There are five clusters of exemplary agricultural workmanship in the Cordillera, which have earned the coveted status, being those of Nagacadan, Hungduan, Mayoyao, Bangaan and Batad, all of which represent superb craftsmanship, a brilliant understanding of irrigation and water management, and sustainable agricultural mastery. 

The terraces are carved into the steep sided valleys following the natural contours of the landscape, utilising only stone and mud, and artfully extracting rainwater from the upper forested hilltops. The skills which have figured this landscape are not only functionally adroit but also as aesthetically pleasing and beautifully blended with the natural world as any civilisation could hope for. 

The rhythms of the Ifugao agricultural lifestyle are likewise drawn from an understanding of the natural precession of phenomena, such as the interaction of lunar and annual solar cycles. Remarkably, pest control is entirely organic and highly successful, utilising a sophisticated complexity parallel planting of various herbs.  

Although individual sections of terrace are privately owned and passed on to future generations through ancestral right, the terraces are managed and harvested collectively by the whole community, which represents in every way a thriving, wholly authentic, harmonious society.   

Traditional dwellings are also likewise intrinsically environmentally sound, structured of wood without the use of nails. 

Culturally underpinning these practices, is an ancient animistic belief system, which stretches back beyond reckoning, invoking the ancestors, involving chanting and the use of symbols to maintain the harmonious balance of natural forces upon which the Ifuago society depends, rituals which themselves have also been given UNESCO recognition as an Intangible Heritage. 

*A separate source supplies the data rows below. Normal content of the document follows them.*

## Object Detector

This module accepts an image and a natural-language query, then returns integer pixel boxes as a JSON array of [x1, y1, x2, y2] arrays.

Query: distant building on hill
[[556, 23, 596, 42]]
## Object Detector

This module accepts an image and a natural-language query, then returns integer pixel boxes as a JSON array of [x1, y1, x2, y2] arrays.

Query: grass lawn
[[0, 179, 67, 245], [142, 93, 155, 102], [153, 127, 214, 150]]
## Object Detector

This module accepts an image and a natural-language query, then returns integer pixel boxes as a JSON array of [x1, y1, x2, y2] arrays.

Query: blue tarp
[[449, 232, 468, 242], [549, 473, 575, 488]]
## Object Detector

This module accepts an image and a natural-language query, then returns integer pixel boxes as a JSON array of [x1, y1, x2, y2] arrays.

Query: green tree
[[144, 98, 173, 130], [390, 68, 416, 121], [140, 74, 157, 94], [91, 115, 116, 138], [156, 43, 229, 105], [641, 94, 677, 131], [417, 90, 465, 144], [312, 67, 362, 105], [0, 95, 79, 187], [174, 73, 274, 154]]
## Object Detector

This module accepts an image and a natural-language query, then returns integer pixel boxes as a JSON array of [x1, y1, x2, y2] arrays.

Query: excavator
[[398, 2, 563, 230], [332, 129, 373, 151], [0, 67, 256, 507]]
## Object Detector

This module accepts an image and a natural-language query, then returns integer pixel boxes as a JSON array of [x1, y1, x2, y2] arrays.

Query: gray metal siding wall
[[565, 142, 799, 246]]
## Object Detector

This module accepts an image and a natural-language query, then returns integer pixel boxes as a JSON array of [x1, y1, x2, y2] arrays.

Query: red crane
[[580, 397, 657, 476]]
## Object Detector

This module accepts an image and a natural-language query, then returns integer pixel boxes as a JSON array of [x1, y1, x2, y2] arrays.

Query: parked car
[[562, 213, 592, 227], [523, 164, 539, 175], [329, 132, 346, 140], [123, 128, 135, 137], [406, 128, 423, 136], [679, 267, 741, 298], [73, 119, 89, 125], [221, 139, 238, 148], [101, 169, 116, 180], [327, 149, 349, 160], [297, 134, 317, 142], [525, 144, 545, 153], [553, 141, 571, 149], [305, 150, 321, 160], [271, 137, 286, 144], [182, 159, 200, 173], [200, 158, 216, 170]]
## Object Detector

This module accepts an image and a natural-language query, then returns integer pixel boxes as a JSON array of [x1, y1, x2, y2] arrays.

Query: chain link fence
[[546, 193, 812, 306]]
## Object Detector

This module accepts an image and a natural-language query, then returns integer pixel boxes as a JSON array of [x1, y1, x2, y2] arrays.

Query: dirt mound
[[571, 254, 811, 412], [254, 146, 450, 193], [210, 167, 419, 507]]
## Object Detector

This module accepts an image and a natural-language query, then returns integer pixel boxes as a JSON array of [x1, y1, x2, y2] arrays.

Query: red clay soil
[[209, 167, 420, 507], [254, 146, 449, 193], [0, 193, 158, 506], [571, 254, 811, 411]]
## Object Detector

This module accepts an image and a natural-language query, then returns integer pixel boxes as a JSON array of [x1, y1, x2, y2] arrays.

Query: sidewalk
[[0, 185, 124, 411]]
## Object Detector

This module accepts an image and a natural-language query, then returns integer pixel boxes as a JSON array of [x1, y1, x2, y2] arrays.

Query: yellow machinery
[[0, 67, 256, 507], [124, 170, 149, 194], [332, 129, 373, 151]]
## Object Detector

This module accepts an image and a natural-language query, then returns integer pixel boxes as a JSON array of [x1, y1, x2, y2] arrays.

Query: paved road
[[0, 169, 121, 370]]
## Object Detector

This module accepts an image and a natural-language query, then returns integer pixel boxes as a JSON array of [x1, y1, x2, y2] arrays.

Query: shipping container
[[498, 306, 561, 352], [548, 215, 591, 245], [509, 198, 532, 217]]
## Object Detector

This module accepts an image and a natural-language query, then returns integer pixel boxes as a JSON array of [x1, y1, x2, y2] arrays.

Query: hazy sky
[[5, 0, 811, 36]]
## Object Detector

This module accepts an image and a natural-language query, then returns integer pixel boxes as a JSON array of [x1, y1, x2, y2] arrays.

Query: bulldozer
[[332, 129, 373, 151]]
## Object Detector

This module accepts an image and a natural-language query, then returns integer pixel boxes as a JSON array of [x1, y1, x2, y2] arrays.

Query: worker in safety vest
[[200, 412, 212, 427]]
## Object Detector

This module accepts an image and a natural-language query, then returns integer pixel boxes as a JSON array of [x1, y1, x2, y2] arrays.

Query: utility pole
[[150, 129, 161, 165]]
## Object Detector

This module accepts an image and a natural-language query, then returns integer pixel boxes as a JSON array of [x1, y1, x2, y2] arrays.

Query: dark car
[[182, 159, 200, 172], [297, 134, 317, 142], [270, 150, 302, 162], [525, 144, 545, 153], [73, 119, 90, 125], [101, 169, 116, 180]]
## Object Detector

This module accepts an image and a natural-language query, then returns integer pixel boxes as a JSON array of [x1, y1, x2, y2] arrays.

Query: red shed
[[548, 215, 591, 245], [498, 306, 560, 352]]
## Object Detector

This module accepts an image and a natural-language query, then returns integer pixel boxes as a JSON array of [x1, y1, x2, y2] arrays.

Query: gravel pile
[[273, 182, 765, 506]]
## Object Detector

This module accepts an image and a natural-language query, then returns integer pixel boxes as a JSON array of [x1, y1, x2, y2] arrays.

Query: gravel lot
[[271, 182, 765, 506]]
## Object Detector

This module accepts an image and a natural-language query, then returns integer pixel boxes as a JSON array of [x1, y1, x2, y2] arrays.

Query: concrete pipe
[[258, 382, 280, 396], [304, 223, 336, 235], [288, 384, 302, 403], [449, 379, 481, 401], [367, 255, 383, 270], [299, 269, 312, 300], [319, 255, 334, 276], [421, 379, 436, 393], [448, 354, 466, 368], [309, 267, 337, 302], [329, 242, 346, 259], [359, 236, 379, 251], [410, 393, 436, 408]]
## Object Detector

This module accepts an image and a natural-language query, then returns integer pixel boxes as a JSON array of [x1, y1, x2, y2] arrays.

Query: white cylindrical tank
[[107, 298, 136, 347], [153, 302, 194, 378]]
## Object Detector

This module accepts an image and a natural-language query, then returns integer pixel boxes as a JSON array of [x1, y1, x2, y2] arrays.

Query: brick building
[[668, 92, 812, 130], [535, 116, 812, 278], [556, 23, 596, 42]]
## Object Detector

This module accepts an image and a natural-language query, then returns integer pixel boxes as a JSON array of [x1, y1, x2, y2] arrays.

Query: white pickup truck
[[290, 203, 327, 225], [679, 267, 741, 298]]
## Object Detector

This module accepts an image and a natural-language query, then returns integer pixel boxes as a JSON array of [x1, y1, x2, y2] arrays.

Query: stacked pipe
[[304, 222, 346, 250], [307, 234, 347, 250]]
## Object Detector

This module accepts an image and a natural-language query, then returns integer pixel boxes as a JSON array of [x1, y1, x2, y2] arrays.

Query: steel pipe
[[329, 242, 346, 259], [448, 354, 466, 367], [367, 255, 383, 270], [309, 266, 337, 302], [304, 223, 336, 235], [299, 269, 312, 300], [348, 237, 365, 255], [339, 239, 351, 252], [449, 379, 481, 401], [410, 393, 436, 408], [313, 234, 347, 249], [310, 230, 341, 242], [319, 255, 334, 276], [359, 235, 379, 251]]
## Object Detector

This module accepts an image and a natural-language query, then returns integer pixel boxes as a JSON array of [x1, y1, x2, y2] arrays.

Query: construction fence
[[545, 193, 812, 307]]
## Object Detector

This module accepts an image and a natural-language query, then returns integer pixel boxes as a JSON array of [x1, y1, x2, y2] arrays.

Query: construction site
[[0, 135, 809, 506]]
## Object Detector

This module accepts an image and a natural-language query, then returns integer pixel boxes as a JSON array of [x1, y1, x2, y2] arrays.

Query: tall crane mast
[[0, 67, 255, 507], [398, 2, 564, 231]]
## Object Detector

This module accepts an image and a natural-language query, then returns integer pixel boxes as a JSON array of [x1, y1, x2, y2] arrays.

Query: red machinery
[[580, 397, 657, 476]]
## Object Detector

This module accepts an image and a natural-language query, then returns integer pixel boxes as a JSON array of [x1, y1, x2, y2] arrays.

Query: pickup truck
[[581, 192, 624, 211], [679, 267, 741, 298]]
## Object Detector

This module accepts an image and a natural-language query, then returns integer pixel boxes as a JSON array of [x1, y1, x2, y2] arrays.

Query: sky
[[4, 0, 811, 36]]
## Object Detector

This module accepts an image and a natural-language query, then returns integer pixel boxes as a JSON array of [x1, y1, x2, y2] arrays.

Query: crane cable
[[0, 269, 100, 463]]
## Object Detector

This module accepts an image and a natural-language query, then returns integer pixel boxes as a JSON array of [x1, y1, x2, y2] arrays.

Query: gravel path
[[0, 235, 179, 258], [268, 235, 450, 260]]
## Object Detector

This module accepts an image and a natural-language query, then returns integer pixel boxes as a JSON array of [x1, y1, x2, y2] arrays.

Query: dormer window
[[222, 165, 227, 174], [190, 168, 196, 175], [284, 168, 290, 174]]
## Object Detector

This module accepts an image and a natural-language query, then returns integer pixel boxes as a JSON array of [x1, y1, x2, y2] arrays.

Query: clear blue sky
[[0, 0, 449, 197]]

The inevitable encroachment of the modern world edges ever closer to destroying this remarkable beacon of sustainability, and the corrosive cultural onslaught began with the Spanish Christianisation of the Philippines, which the Ifuago people, who had been peaceable throughout almost the entirety of their history, fiercely resisted. 

The area was finally brought under Spanish and later American control, but has always managed to resist attempts to force abandonment of their ancient lifestyle, which has survived culturally intact, even despite the region becoming a fierce battle ground between Japanese and American forces during the Second World War. 

Nowadays, the area is governed as part of the Cordillera Administrative Region, and although threats from mining and dam proposals still may yet disrupt the idyllic life of the Cordillera, the real long-term danger to their way of life is an education system inherited from the Americans which sadly does not value their culture or traditions and may seduce the young away from their villages to work in the cities. 

Despite this, many of the indigenous communities now thankfully include traditional ethnic history, knowledge and wisdom within educational curriculums, but these are seldom treated as the equal of the more standard educational fare served up to young minds, and risks the loss through gradual attrition of this amazing ecologically intelligent way of life, which might have much to teach us, when our short-term and often destructive modern agricultural systems fail in the future.